Голос, отделенный от тела, напоминает голос смерти. Рассказчик впервые разговаривает со своей бабушкой по телефону, и он потрясен этим новым и неожиданным опытом.
…После нескольких секунд молчания, неожиданно услышал голос, который до сих пор напрасно казался мне знакомым, напрасно потому, что всякий раз, когда бабушка со мной разговаривала, я следил за тем, что она говорит, по раскрытой партитуре ее лица, в котором большое место занимали глаза, самый же ее голос я слышал сегодня впервые. хрупкий вследствие деликатности, казалось, он вот-вот разобьется, изойдет чистым потоком слез; затем, так как он был со мною один, без маски лица, я впервые заметил, что он надтреснут от житейских невзгод[161].

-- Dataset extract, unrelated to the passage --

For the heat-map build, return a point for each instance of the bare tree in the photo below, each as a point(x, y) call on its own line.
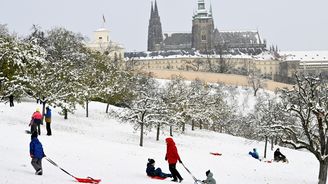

Слыша вдруг этот голос так, как ему еще никогда не приходилось его слышать, как нечто более близкое и все же недостижимое, он оказывается охваченным смертельным страхом: «Я кричал: „Бабушка, бабушка!“ – и мне хотелось поцеловать ее; но около меня был только ее голос, призрачный, такой же неосязаемый, как тот, что, быть может, придет ко мне, когда ее не будет в живых»[162].